Editorial: Debolsillo / Penguin Random House

Es posible que reseñar a Kazuo Ishiguro –último Premio Nobel de Literatura- hubiera tenido más lógica que reseñar a John Maxwell Coetzee –galardonado con el mismo Premio en 2003-

Sin embargo, me habían hablado y recomendado tantas veces al escritor sudafricano que he optado por leer esta novela que narra con toda la crudeza del mundo la desgracia que supuso, quizá todavía supone, el apartheid.

El argumento presenta a la señora Curren enferma terminal de cáncer, cansada, fatigada, al límite de sus fuerzas pero con ganas de escribir un testamento a su hija emigrada a Estados Unidos.

No se trata de un testamento de bienes; sino del sedimento y la enseñanza que le ha aportado toda una vida dedicada a la Literatura y su docencia.

Junto con eso, su día a día. La amistad con Verceil –un vagabundo que se le cuela en el soportal- Empieza siendo un intruso borracho, odiado por los hijos de la mujer que le ayuda. De hecho, se lleva una paliza del hijo y su amigo porque el otro lado del apartheid también es duro.
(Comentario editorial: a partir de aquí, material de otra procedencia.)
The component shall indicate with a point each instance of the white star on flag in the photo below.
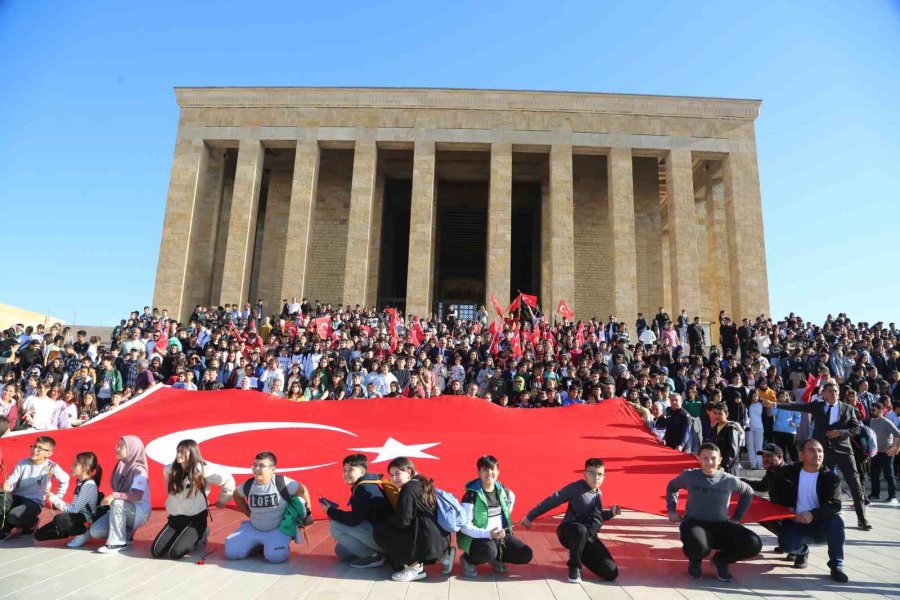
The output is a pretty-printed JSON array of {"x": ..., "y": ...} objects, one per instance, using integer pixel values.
[{"x": 392, "y": 449}]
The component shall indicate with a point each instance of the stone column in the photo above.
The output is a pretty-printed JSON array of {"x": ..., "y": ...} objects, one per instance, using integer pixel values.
[
  {"x": 422, "y": 221},
  {"x": 242, "y": 223},
  {"x": 359, "y": 225},
  {"x": 559, "y": 263},
  {"x": 743, "y": 217},
  {"x": 499, "y": 242},
  {"x": 300, "y": 216},
  {"x": 682, "y": 225},
  {"x": 621, "y": 233},
  {"x": 185, "y": 187}
]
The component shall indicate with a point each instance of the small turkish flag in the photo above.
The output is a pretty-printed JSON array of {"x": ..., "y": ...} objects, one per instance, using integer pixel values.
[
  {"x": 529, "y": 299},
  {"x": 564, "y": 310},
  {"x": 496, "y": 304}
]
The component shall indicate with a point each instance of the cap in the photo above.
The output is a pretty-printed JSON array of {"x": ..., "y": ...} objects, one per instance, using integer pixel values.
[{"x": 771, "y": 449}]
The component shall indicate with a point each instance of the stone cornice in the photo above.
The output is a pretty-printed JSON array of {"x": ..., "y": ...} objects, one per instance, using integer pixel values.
[{"x": 458, "y": 99}]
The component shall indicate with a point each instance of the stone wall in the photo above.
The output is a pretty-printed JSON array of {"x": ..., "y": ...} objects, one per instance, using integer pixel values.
[
  {"x": 328, "y": 237},
  {"x": 593, "y": 256}
]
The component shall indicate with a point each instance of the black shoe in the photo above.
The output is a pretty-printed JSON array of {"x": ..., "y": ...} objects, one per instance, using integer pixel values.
[
  {"x": 723, "y": 573},
  {"x": 695, "y": 569},
  {"x": 837, "y": 573}
]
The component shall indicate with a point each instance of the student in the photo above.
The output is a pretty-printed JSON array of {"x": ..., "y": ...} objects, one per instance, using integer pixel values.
[
  {"x": 706, "y": 524},
  {"x": 129, "y": 502},
  {"x": 579, "y": 531},
  {"x": 487, "y": 536},
  {"x": 410, "y": 536},
  {"x": 834, "y": 423},
  {"x": 265, "y": 499},
  {"x": 353, "y": 530},
  {"x": 813, "y": 492},
  {"x": 887, "y": 437},
  {"x": 75, "y": 517},
  {"x": 24, "y": 490},
  {"x": 187, "y": 483}
]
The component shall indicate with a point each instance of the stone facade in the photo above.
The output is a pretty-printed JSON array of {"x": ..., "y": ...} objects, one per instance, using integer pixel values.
[{"x": 643, "y": 201}]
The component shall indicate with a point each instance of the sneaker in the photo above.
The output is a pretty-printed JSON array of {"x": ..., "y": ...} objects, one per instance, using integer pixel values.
[
  {"x": 837, "y": 573},
  {"x": 695, "y": 569},
  {"x": 723, "y": 573},
  {"x": 79, "y": 540},
  {"x": 468, "y": 569},
  {"x": 369, "y": 562},
  {"x": 203, "y": 539},
  {"x": 413, "y": 573},
  {"x": 447, "y": 561}
]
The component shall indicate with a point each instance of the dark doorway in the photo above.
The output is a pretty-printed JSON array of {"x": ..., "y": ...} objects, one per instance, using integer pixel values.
[
  {"x": 394, "y": 260},
  {"x": 526, "y": 238},
  {"x": 461, "y": 243}
]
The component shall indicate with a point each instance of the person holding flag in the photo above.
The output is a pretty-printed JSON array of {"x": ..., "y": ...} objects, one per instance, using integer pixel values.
[{"x": 24, "y": 490}]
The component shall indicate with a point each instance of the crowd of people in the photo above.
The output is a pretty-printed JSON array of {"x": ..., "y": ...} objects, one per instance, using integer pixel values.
[{"x": 765, "y": 384}]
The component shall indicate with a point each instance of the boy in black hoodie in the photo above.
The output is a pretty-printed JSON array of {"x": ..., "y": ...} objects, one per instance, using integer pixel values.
[
  {"x": 352, "y": 529},
  {"x": 579, "y": 532}
]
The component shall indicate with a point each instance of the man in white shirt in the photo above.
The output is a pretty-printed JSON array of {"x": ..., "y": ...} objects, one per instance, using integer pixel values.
[{"x": 814, "y": 493}]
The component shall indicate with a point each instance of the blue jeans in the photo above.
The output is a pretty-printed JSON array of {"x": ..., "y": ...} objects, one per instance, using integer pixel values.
[{"x": 795, "y": 537}]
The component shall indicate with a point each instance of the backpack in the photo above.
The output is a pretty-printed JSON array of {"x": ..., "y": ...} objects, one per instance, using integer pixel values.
[
  {"x": 866, "y": 441},
  {"x": 282, "y": 490},
  {"x": 450, "y": 514},
  {"x": 391, "y": 492}
]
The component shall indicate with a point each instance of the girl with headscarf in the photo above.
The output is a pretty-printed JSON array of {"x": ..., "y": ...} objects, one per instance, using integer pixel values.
[{"x": 129, "y": 501}]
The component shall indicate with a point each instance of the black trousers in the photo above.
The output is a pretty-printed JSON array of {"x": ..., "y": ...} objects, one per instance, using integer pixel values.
[
  {"x": 733, "y": 541},
  {"x": 179, "y": 536},
  {"x": 847, "y": 464},
  {"x": 514, "y": 551},
  {"x": 16, "y": 511},
  {"x": 62, "y": 526},
  {"x": 585, "y": 549},
  {"x": 788, "y": 443}
]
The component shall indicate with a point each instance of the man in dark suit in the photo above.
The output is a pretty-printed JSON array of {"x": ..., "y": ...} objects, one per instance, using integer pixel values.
[
  {"x": 814, "y": 493},
  {"x": 833, "y": 425}
]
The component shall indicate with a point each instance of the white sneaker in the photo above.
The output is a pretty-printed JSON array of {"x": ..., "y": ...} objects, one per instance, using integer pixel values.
[
  {"x": 468, "y": 568},
  {"x": 447, "y": 561},
  {"x": 79, "y": 540},
  {"x": 413, "y": 573}
]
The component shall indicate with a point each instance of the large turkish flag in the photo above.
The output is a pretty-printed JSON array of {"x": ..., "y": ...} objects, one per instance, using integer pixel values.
[{"x": 539, "y": 450}]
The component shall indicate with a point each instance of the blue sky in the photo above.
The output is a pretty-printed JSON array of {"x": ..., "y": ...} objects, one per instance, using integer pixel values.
[{"x": 89, "y": 117}]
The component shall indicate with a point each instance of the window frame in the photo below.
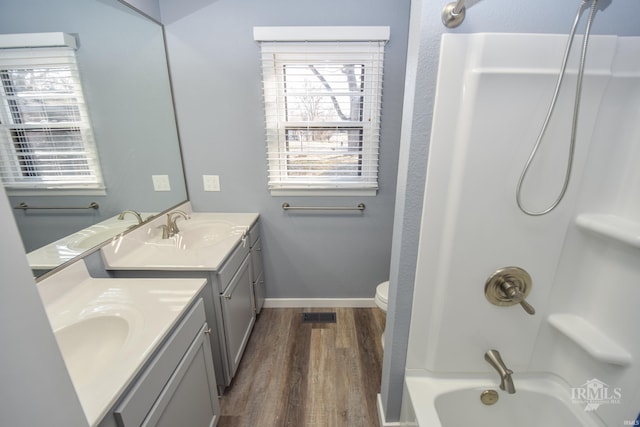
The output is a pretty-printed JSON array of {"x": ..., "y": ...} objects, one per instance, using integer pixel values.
[
  {"x": 357, "y": 45},
  {"x": 39, "y": 55}
]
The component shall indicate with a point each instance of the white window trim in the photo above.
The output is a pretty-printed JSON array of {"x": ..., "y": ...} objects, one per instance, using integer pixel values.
[
  {"x": 65, "y": 44},
  {"x": 288, "y": 43}
]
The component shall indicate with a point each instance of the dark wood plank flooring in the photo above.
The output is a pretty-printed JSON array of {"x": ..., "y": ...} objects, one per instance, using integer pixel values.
[{"x": 298, "y": 374}]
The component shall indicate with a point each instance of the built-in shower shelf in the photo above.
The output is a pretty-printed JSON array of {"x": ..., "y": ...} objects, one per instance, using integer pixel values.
[
  {"x": 590, "y": 338},
  {"x": 611, "y": 226}
]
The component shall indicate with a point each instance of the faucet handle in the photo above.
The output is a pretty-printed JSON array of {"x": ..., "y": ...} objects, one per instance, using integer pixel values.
[{"x": 509, "y": 286}]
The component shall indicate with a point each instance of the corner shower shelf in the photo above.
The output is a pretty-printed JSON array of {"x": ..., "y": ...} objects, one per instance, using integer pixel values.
[
  {"x": 590, "y": 339},
  {"x": 611, "y": 226}
]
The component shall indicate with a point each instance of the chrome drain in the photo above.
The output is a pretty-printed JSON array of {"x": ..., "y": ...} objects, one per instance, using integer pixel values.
[{"x": 489, "y": 397}]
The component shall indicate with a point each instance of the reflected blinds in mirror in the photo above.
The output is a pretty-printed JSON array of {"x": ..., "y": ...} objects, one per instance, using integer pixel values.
[{"x": 46, "y": 140}]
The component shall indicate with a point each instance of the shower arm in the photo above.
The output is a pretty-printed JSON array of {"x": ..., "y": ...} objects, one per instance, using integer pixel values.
[{"x": 453, "y": 14}]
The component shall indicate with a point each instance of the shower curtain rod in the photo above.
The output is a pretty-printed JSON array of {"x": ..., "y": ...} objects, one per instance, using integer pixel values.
[{"x": 453, "y": 14}]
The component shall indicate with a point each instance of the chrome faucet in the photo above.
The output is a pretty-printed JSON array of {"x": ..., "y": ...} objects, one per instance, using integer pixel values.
[
  {"x": 134, "y": 213},
  {"x": 506, "y": 382},
  {"x": 170, "y": 229}
]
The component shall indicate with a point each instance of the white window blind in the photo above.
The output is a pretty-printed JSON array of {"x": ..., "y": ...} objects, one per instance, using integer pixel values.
[
  {"x": 322, "y": 105},
  {"x": 46, "y": 140}
]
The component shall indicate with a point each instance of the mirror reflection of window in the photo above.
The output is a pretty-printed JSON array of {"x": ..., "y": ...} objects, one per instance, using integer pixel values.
[{"x": 46, "y": 140}]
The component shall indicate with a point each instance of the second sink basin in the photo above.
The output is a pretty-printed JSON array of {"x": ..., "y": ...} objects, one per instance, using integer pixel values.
[
  {"x": 203, "y": 243},
  {"x": 195, "y": 234}
]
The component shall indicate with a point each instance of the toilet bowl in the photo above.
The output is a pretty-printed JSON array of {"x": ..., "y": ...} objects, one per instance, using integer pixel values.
[
  {"x": 382, "y": 295},
  {"x": 381, "y": 299}
]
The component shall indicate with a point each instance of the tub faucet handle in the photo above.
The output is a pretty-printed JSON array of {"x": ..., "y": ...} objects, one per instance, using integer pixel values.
[{"x": 509, "y": 286}]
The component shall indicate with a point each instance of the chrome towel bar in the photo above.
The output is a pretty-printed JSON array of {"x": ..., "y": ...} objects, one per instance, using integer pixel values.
[
  {"x": 287, "y": 207},
  {"x": 24, "y": 206}
]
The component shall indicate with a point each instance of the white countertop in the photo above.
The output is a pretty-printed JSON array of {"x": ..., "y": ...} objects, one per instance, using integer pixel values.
[
  {"x": 108, "y": 328},
  {"x": 62, "y": 250},
  {"x": 144, "y": 249}
]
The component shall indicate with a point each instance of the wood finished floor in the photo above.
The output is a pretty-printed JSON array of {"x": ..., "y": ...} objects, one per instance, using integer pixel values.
[{"x": 298, "y": 374}]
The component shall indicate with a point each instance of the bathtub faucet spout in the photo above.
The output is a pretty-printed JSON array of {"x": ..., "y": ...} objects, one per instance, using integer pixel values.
[{"x": 495, "y": 360}]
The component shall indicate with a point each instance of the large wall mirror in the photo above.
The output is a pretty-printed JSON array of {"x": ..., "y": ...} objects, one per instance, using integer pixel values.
[{"x": 123, "y": 68}]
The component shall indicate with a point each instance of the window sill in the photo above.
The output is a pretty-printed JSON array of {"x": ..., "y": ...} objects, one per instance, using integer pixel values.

Supone un rechazo de los jóvenes guerreros frente a los ancianos improductivos que estorban a su progreso.

Por su parte, la preocupación de la señora Curren va en aumento. Ella fue a vivir a Sudáfrica con la idea de una tierra prometida. Un lugar en el que podría realizar una buena labor. La cruda realidad es que los jóvenes prefieren morir a estudiar. Tienen, casi textualmente, la sangre caliente del guerrero. Ese instinto animal que pasa por encima de conocimientos, política y diálogo que lo entrega todo a la fuerza.

Pese a las advertencias de la señora Curren, ambos jóvenes terminan mal. Uno muerto y el otro gravemente herido. Remontándonos a los orígenes del género, tiene mucho de aviso contra malos hábitos este libro.

Desde luego, presenta un Locus Eremus en el que no hay lugar para la felicidad, ni para la alegría, solamente queda el dolor, la lucha y la muerte.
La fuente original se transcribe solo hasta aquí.